My guess is he wants to print out the binary form of each character. Normally, you could print that using a printf format, but the C standard doesn't require such a format conversion. Here's how to do it.
b.c:
Code:
#include <stdio.h>
void
print_string_in_binary(const char *str)
{
int i;
while (*str)
{
printf("%d-", *str);
for (i = 6;i >= 0;i--)
{
printf("%d", *str >> i & 0x1);
}
printf(" ");
str++;
}
printf("\n");
}
int
main(void)
{
const char *s = "hello world\n";
printf("s = %s\n", s);
print_string_in_binary(s);
return 0;
}
The key is to print out each bit of a character by shifting it to the least significant bit and bitwise ANDing the resulting integer with 1, which is the maximum binary value.
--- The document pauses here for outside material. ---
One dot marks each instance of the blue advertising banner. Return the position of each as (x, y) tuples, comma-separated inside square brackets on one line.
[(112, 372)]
That's what this does: "*str >> i & 0x1". Those of you not well versed with pointers should try to think of *str as str[i] with i being incremented whenever you increment str (note the "i" used here has no relation to the "i" in the print_string_in_binary function).
Result:
Code:
puck% gcc -Wall -o b b.c && ./b
s = hello world
104-1101000 101-1100101 108-1101100 108-1101100 111-1101111 32-0100000 119-1110111 111-1101111 114-1110010 108-1101100 100-1100100 10-0001010
A quick check indicates that this is the correct output.